Cuando llegamos, vi que al corredor sentado en la cuneta al lado de los caballos, no entró al campo santo, se quedó ahí, luego subió a la micro para regresar en ella, dicen era una promesa por la muerte de su familia. Caminamos por las avenidas del cementerio. Iba yo mirando los grandes mausoleos, pero, la marcha no se detenía, llegamos a los patios con sepulturas en la tierra, ahí dejaríamos a la Luz del Carmen –ahí supe que era su segundo nombre- el papá tuvo que sujetar a su mujer que deseaba irse con la hija. El lanzó el primer puñado de tierra, luego los hermanos. Me acerqué con cuidado, miré como iba tapándose de tierra el cajón tomé un puñado de tierra y lo lancé, luego robe una rosa una corona y se la tiré al lado de donde quedaría su rostro. A pesar de su belleza era pobre, así que le correspondió una sepultura en la tierra, había una cruz botada y en ella su nombre, fecha de nacimiento y de muerte, 21 años alcanzó a vivir.

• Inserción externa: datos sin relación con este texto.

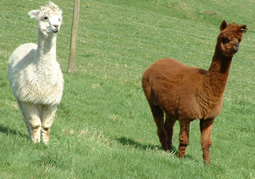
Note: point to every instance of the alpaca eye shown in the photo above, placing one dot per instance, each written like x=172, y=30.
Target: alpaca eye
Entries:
x=225, y=40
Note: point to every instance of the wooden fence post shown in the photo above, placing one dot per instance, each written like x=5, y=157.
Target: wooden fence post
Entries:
x=74, y=33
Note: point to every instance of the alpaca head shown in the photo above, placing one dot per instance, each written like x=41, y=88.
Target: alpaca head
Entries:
x=230, y=38
x=49, y=18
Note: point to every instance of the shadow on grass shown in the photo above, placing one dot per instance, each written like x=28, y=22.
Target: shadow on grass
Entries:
x=7, y=131
x=131, y=142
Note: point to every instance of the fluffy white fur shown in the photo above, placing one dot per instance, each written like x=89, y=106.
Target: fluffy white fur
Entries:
x=35, y=75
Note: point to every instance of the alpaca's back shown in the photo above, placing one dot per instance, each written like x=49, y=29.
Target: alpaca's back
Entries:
x=171, y=84
x=28, y=83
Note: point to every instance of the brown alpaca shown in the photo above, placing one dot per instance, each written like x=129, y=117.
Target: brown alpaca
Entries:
x=187, y=93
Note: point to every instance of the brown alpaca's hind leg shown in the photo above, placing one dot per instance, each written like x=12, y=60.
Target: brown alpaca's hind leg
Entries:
x=169, y=124
x=183, y=137
x=158, y=116
x=206, y=126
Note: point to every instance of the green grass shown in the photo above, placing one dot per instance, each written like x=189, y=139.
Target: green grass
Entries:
x=103, y=127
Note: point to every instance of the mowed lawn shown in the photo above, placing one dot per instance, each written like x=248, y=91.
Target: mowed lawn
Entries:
x=104, y=127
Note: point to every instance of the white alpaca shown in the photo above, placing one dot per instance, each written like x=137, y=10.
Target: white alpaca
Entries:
x=35, y=75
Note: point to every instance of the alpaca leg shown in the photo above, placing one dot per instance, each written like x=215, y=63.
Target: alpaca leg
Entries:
x=158, y=116
x=31, y=116
x=169, y=124
x=183, y=137
x=206, y=131
x=47, y=117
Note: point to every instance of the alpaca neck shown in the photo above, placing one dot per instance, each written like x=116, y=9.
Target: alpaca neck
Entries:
x=46, y=46
x=217, y=77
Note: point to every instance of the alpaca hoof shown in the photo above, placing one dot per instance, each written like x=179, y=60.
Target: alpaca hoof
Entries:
x=36, y=134
x=46, y=136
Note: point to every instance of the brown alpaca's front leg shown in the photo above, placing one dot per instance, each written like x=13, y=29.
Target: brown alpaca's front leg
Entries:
x=169, y=124
x=183, y=136
x=206, y=126
x=158, y=116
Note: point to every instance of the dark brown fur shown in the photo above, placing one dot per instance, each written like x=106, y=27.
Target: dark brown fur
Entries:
x=187, y=93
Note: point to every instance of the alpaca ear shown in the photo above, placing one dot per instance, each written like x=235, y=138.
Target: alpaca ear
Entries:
x=34, y=14
x=223, y=25
x=244, y=28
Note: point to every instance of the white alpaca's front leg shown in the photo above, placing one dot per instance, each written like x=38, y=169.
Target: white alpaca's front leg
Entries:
x=31, y=116
x=47, y=117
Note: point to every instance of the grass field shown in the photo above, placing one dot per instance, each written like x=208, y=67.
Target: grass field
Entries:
x=103, y=127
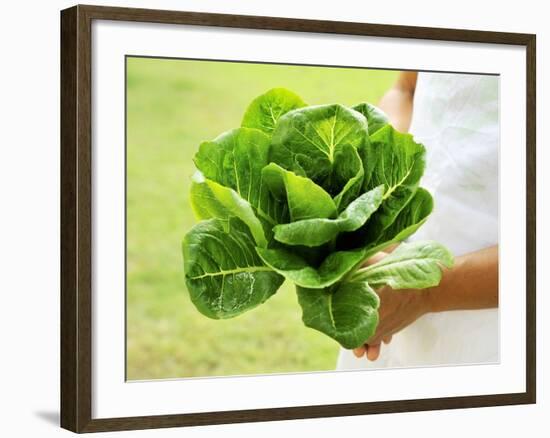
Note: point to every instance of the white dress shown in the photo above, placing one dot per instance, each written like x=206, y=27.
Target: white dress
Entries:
x=457, y=118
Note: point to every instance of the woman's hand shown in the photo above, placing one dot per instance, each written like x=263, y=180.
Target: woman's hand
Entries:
x=397, y=310
x=471, y=284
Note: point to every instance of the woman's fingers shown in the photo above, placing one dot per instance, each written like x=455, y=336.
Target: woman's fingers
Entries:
x=373, y=351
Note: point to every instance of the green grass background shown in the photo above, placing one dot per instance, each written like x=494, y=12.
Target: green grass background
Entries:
x=173, y=105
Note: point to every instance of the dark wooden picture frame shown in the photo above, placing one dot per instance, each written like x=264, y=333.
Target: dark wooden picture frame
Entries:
x=76, y=218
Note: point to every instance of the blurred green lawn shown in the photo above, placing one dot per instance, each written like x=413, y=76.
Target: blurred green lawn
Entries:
x=173, y=105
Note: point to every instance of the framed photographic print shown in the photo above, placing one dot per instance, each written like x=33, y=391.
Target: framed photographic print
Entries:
x=260, y=215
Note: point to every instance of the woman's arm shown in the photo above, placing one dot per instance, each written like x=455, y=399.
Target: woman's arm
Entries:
x=397, y=103
x=471, y=284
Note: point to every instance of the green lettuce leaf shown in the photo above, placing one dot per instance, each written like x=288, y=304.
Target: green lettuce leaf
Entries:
x=347, y=314
x=376, y=118
x=348, y=173
x=304, y=198
x=264, y=112
x=297, y=269
x=235, y=159
x=308, y=140
x=397, y=162
x=315, y=232
x=414, y=265
x=224, y=275
x=212, y=200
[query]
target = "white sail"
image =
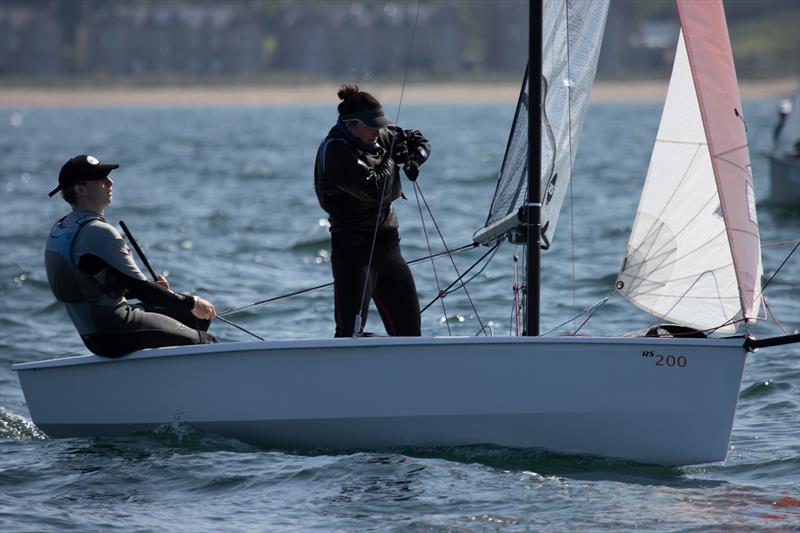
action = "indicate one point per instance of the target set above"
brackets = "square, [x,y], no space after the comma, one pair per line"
[679,263]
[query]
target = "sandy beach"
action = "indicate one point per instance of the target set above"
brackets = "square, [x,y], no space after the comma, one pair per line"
[266,95]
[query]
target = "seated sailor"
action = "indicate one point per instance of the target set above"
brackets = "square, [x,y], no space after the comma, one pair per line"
[90,269]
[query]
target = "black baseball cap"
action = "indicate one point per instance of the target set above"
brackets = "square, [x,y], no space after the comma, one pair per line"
[373,118]
[81,168]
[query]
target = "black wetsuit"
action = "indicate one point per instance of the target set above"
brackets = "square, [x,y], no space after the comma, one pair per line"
[90,270]
[356,186]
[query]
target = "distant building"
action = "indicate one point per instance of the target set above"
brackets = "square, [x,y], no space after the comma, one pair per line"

Ahora nos volvemos a la población, nunca más la veré, y las señoras lloronas tanto que sollozaban y rezaban ¿Para qué? Si se van a ir pelando en la micro, se nota que no la querían.
Cuando regresamos, me fui a mi casa, mi mami se alegró de que llegase.-
En la micro las viejas hablaban ya en voz más alta, como para que todos oyesen.
¿Cuidar enfermos? -Dijo una- Puta era. Y por ello se enfermó, la castigó Dios con la sifilis.
—Mami
—¿Sí, hijo?
—¿Es verdad que era puta la lucecita?
—No sé hijo y no importa eso, lo que hacía puede no haber sido lindo, sólo ayudaba a sus padres que no tienen trabajo.
—¿Por ello lo hacía mami?
—Sí, por ello vendía su cuerpo, tal como la Pancha vende las manzanas y naranjas en la feria. Ve a jugar.
— Hijo
— ¿Qué mami?
— Ella te quería.
De: putas tristes, de barrios pobres, de vida corta.